Nashville, TN: So at the beginning of the year, I decided to really focus on what I was doing in my life. To not just exist, but to live
. I realized a few things while trying to keep that intention active throughout the year:
- I've still got to figure out a way to multitask more efficiently. It wasn't that my focus wasn't always there, but it was that I was focusing on too many things at one time.
- Just because YOU have a set focus about life doesn't mean others have the same focus. And it's easy to slip into un-enfocar (if that's even a word) if you're not paying attention. I've got a work on constantly bringing it back to my core and re-focus everyday.

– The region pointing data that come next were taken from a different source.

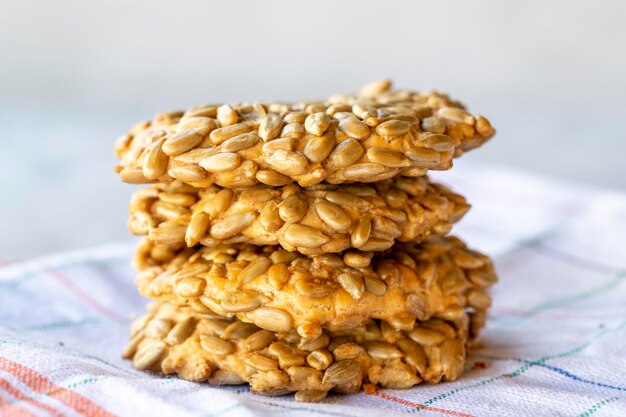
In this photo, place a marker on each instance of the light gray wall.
(74, 74)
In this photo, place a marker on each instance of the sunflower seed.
(188, 173)
(296, 117)
(317, 123)
(367, 172)
(181, 331)
(242, 300)
(148, 356)
(319, 359)
(133, 176)
(333, 215)
(356, 260)
(376, 245)
(270, 126)
(288, 162)
(382, 351)
(424, 158)
(278, 275)
(414, 355)
(417, 306)
(287, 360)
(310, 395)
(354, 128)
(216, 346)
(304, 236)
(319, 147)
(293, 208)
(155, 162)
(259, 361)
(226, 115)
(313, 288)
(273, 178)
(452, 356)
(426, 337)
(346, 153)
(219, 136)
(387, 157)
(456, 115)
(219, 203)
(231, 225)
(221, 162)
(182, 142)
(197, 228)
(204, 124)
(392, 128)
(483, 126)
(440, 143)
(272, 319)
(293, 131)
(240, 142)
(238, 330)
(254, 269)
(352, 283)
(361, 233)
(225, 377)
(341, 372)
(363, 111)
(257, 341)
(190, 287)
(167, 234)
(375, 286)
(433, 124)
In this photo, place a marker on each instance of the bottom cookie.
(224, 351)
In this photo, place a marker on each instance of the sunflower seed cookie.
(223, 351)
(321, 219)
(376, 134)
(279, 290)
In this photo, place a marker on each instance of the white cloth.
(555, 343)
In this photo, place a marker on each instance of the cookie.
(324, 218)
(279, 290)
(371, 136)
(223, 351)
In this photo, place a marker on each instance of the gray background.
(74, 75)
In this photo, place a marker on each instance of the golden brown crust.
(371, 136)
(320, 219)
(279, 290)
(229, 352)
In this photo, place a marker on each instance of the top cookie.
(369, 136)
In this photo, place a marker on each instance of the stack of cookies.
(300, 247)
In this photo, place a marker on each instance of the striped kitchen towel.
(555, 342)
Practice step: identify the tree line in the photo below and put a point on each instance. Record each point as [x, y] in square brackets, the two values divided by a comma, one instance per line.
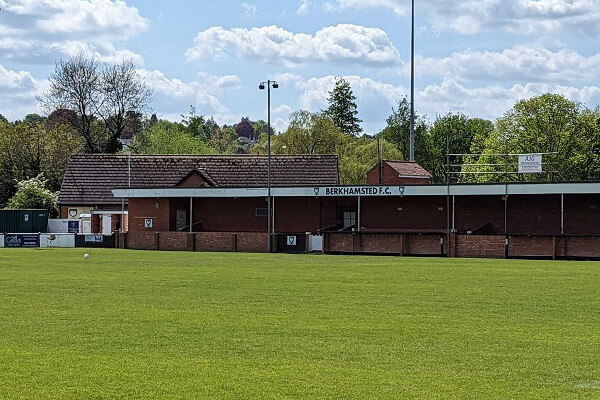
[93, 107]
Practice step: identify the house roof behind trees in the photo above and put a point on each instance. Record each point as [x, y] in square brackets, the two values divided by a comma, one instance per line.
[90, 178]
[408, 168]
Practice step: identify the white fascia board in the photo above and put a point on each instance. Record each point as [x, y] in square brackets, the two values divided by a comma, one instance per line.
[555, 188]
[191, 192]
[366, 191]
[477, 190]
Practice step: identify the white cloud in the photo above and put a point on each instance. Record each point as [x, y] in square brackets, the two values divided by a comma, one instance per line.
[43, 30]
[518, 64]
[17, 93]
[492, 101]
[314, 91]
[517, 16]
[304, 7]
[174, 95]
[486, 102]
[399, 7]
[334, 44]
[249, 9]
[224, 82]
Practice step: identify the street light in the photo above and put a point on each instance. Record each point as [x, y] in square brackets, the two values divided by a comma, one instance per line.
[269, 84]
[412, 85]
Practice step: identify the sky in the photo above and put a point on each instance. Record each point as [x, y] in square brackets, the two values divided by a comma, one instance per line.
[478, 57]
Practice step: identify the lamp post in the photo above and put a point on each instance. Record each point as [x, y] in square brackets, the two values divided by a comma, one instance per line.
[269, 84]
[412, 85]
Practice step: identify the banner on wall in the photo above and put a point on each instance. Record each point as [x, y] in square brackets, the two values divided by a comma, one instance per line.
[530, 163]
[22, 240]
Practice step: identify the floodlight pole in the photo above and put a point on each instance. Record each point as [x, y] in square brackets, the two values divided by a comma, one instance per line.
[261, 86]
[412, 85]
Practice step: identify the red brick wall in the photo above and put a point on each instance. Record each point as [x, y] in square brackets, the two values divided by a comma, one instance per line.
[141, 240]
[140, 209]
[173, 241]
[379, 243]
[382, 243]
[423, 213]
[338, 243]
[229, 215]
[582, 214]
[252, 242]
[477, 246]
[531, 246]
[215, 241]
[534, 215]
[473, 212]
[585, 246]
[297, 214]
[422, 245]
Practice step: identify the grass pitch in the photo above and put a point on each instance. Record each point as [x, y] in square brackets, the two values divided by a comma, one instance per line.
[155, 325]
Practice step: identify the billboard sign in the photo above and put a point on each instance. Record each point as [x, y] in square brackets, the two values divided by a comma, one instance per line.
[530, 163]
[16, 240]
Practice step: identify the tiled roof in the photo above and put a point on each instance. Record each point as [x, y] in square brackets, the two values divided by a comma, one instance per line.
[408, 168]
[90, 178]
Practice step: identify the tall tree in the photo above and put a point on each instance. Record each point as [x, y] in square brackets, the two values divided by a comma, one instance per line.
[342, 108]
[544, 124]
[310, 133]
[457, 132]
[225, 141]
[166, 137]
[397, 132]
[245, 129]
[123, 93]
[98, 97]
[75, 86]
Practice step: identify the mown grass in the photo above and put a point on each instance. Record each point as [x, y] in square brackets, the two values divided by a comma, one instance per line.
[156, 325]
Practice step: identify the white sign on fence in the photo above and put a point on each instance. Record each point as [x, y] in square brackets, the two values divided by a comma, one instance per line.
[530, 163]
[57, 240]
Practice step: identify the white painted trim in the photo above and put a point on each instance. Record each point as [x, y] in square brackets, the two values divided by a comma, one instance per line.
[365, 191]
[109, 212]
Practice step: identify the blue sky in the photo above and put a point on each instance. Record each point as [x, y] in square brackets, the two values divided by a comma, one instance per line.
[475, 56]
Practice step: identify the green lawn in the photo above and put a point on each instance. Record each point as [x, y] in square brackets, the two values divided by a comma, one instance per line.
[157, 325]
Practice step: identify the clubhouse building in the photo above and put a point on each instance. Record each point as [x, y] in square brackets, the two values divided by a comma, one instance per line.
[219, 203]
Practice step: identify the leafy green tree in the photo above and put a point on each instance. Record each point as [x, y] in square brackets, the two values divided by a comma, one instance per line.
[310, 133]
[166, 137]
[32, 193]
[94, 99]
[397, 132]
[225, 141]
[359, 155]
[260, 127]
[457, 132]
[198, 126]
[342, 108]
[544, 124]
[245, 128]
[26, 149]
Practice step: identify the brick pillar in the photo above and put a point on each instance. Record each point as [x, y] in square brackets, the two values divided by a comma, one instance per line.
[191, 242]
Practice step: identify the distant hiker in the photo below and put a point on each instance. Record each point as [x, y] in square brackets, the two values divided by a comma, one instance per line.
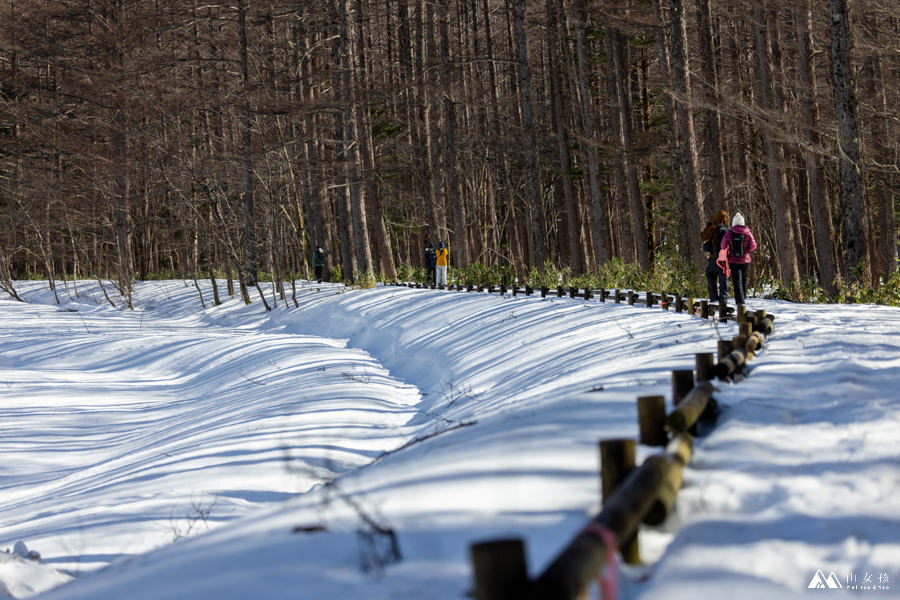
[736, 247]
[441, 262]
[430, 263]
[319, 262]
[712, 241]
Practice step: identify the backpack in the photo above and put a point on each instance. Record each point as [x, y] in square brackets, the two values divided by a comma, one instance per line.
[714, 244]
[737, 244]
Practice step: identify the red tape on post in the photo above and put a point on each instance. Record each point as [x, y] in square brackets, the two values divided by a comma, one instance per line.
[608, 577]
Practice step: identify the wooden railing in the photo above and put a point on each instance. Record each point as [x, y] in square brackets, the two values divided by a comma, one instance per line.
[631, 494]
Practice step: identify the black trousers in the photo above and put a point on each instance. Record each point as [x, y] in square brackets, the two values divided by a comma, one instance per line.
[739, 276]
[716, 278]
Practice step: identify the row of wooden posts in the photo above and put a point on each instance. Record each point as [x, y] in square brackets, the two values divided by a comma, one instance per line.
[631, 494]
[677, 302]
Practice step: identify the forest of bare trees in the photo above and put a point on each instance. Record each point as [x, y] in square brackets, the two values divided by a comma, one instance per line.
[148, 137]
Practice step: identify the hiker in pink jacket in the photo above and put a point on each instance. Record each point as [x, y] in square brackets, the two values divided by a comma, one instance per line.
[737, 245]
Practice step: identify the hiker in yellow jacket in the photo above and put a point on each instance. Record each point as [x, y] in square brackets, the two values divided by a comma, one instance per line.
[441, 263]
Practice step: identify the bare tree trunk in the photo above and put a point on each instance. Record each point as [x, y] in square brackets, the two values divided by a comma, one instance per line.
[251, 266]
[621, 99]
[448, 116]
[535, 206]
[856, 234]
[784, 233]
[712, 132]
[880, 176]
[599, 215]
[690, 204]
[818, 193]
[562, 137]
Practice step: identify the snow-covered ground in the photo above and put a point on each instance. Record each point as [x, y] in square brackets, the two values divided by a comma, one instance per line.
[228, 453]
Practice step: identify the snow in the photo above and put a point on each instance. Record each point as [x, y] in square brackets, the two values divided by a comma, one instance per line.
[225, 452]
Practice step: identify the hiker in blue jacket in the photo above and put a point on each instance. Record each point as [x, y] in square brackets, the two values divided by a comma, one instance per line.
[430, 263]
[736, 247]
[711, 237]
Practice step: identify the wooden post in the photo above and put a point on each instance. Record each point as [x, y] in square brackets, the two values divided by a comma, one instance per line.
[730, 364]
[682, 382]
[678, 454]
[725, 347]
[500, 569]
[617, 460]
[652, 420]
[767, 325]
[576, 567]
[704, 362]
[688, 411]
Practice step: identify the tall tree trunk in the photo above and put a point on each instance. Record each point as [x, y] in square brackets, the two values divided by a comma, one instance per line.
[823, 228]
[366, 147]
[784, 233]
[350, 68]
[690, 203]
[712, 132]
[535, 206]
[246, 151]
[880, 176]
[448, 116]
[856, 234]
[562, 137]
[623, 127]
[599, 214]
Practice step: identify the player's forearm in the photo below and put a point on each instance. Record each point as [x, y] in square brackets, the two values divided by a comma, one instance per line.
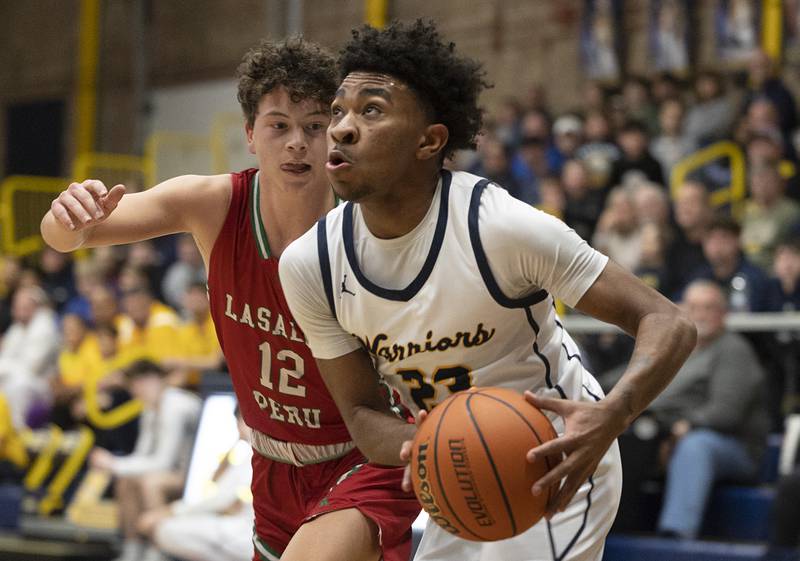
[379, 434]
[663, 342]
[60, 238]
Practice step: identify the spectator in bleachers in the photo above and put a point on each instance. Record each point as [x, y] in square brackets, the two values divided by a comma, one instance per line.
[88, 277]
[154, 474]
[217, 527]
[552, 199]
[104, 307]
[671, 145]
[10, 270]
[784, 293]
[535, 123]
[693, 213]
[711, 116]
[744, 284]
[79, 351]
[652, 268]
[56, 277]
[529, 164]
[495, 164]
[636, 161]
[651, 204]
[184, 272]
[147, 325]
[764, 83]
[197, 340]
[618, 234]
[594, 96]
[567, 138]
[583, 203]
[146, 260]
[104, 390]
[507, 121]
[665, 86]
[598, 152]
[636, 95]
[714, 412]
[768, 216]
[762, 118]
[28, 351]
[13, 455]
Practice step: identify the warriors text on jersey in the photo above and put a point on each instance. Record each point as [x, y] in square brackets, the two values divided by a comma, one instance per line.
[279, 388]
[464, 299]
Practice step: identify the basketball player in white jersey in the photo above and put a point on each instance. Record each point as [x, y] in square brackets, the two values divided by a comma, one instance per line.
[438, 281]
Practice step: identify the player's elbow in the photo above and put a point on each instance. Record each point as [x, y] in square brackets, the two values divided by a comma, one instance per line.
[685, 329]
[51, 234]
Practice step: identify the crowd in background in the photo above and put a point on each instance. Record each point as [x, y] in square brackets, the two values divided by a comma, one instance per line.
[605, 168]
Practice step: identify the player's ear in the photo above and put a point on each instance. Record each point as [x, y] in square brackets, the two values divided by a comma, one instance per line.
[433, 141]
[248, 131]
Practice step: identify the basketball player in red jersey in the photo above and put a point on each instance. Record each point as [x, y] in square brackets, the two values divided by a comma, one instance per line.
[314, 495]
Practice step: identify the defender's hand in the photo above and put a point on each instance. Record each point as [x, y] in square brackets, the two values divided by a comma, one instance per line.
[85, 204]
[590, 429]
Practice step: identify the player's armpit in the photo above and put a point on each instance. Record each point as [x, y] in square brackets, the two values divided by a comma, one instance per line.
[354, 384]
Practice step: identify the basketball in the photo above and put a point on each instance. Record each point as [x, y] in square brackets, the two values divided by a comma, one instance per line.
[468, 464]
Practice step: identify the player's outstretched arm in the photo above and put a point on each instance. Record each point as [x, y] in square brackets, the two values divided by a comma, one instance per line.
[88, 214]
[664, 339]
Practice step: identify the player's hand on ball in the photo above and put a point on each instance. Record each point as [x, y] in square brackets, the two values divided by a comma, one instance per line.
[590, 429]
[405, 454]
[85, 204]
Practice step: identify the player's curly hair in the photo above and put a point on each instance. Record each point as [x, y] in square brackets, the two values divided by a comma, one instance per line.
[446, 83]
[305, 69]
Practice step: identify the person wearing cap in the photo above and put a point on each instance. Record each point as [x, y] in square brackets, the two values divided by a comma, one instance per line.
[155, 471]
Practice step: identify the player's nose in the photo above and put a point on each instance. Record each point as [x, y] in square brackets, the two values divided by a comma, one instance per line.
[343, 131]
[297, 141]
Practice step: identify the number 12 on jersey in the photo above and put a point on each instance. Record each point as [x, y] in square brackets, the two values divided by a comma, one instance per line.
[454, 378]
[287, 375]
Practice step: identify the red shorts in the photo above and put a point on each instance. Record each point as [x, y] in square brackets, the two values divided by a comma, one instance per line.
[285, 496]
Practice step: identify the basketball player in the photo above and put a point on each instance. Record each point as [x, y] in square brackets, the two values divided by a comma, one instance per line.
[450, 283]
[315, 498]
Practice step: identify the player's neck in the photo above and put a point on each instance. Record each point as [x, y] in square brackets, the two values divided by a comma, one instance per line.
[287, 213]
[400, 209]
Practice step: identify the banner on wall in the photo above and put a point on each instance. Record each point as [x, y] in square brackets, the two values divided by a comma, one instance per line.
[600, 39]
[669, 35]
[737, 24]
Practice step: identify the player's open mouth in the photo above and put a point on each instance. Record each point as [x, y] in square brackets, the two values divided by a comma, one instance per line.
[295, 167]
[337, 161]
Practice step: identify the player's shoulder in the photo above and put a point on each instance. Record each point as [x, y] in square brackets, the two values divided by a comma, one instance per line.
[503, 217]
[302, 254]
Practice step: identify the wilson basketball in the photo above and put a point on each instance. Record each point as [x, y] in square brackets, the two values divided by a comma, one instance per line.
[468, 464]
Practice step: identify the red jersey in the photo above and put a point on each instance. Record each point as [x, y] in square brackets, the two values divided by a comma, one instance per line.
[277, 383]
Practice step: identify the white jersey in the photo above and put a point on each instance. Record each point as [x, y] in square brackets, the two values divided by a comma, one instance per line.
[464, 299]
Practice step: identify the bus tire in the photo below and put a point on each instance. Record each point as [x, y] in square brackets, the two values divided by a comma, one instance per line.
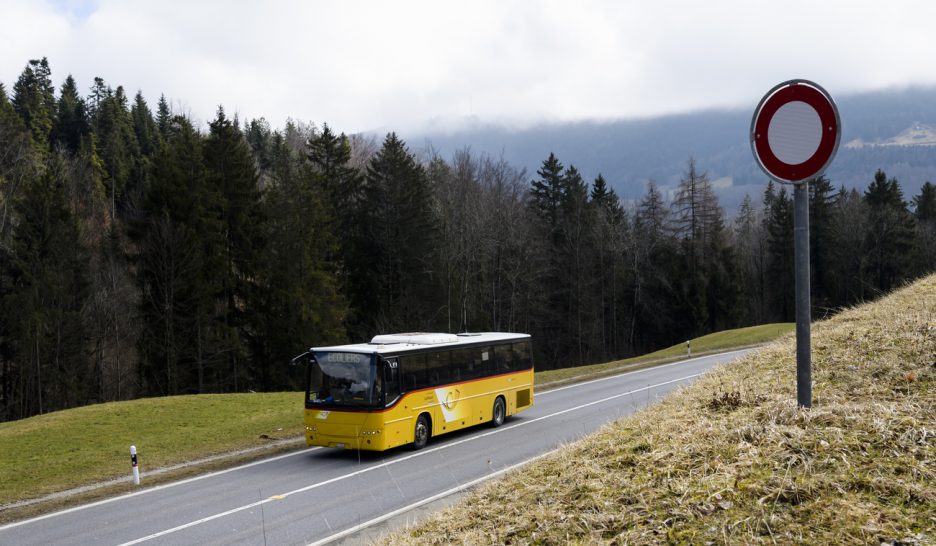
[421, 432]
[499, 412]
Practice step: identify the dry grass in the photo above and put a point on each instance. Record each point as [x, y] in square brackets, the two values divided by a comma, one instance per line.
[732, 459]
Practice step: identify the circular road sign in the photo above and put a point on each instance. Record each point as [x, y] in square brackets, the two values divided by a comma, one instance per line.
[795, 131]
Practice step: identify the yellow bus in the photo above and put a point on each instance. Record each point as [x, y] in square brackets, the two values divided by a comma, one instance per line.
[405, 388]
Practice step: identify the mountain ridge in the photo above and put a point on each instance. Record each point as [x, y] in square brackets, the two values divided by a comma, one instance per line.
[889, 130]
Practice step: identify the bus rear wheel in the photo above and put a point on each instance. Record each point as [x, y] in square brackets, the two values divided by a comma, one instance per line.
[421, 432]
[499, 413]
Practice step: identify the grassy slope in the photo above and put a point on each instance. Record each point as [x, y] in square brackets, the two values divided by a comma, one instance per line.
[61, 450]
[732, 459]
[741, 337]
[64, 449]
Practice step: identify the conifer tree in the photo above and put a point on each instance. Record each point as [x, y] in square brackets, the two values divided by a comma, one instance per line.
[230, 173]
[299, 303]
[163, 117]
[821, 201]
[889, 237]
[71, 120]
[34, 101]
[925, 212]
[177, 270]
[778, 223]
[399, 235]
[45, 272]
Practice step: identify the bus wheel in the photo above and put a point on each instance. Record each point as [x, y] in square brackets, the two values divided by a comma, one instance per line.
[499, 413]
[421, 433]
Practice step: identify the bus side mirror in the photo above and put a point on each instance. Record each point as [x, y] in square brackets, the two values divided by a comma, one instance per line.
[301, 359]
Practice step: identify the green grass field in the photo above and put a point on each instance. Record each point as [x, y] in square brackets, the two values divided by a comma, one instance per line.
[62, 450]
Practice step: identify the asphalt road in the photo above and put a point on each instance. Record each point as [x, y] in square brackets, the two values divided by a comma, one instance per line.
[320, 495]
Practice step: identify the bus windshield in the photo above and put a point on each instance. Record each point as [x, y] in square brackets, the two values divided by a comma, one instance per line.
[348, 379]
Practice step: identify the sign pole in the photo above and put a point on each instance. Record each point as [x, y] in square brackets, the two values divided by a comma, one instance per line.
[801, 257]
[795, 133]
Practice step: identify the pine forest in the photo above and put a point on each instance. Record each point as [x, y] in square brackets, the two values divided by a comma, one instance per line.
[142, 255]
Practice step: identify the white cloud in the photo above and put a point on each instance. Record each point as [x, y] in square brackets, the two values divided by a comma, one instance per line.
[394, 65]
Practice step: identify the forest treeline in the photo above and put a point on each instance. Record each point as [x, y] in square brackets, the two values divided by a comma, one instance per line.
[145, 256]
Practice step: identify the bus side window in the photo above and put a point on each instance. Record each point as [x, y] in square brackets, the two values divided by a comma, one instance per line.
[438, 365]
[414, 369]
[391, 380]
[502, 359]
[522, 357]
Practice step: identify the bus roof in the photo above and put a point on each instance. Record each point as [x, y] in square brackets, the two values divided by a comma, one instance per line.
[395, 343]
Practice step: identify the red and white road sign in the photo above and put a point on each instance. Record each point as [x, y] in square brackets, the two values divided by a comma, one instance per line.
[795, 131]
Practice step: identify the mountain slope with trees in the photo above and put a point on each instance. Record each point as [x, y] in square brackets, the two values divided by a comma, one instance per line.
[145, 256]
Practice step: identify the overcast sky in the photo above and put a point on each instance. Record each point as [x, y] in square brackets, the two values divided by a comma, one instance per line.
[400, 64]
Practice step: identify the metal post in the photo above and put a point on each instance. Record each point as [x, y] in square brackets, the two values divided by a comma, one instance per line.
[801, 248]
[133, 464]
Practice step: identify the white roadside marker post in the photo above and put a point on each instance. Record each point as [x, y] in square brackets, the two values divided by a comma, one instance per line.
[133, 462]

So as a way to prepare for the new year -- and a new intention -- my friend, A, suggested a ritual to honor the moment. During the summer, A had brought over a prayer lantern
and offered up my deepest hopes in to the night sky. It was a beautiful list of desires and dreams and I could only pray they were read directly by God. (Though I'm pretty sure the flame blew out & it landed somewhere in East Nashville. But as long as someone
got my list, right?)
With two lanterns still in their packaging, A and her trusty companion, Mother Teresa
, met me at the lake (her wishful thinking. more literally: the Centennial Park pond
). There, we spoke of our heart's longings and wrote our words of intentions on the delicate paper.
A chose faith, a simple but powerful means to alleviate disillusionment. I chose wisdom, so that, as I continue to gain knowledge and skills, I actually know what to do with them.
Once our prayers were made, we lit the lanterns and sent them into the dusky sky.
A went first:
And then me:
As the lanterns disappeared into the night, I was reminded of how temporary this all is. The joys and the pains; the highs and the lows... they're all wrapped up together in a package we know as 2011 and then suddenly they are gone and a new year will begin. As I begin the next chapter of this autobiography, I offer up a borrowed prayer: that I may have serenity to accept the things I cannot change; courage to change the things I can; and wisdom to know the difference.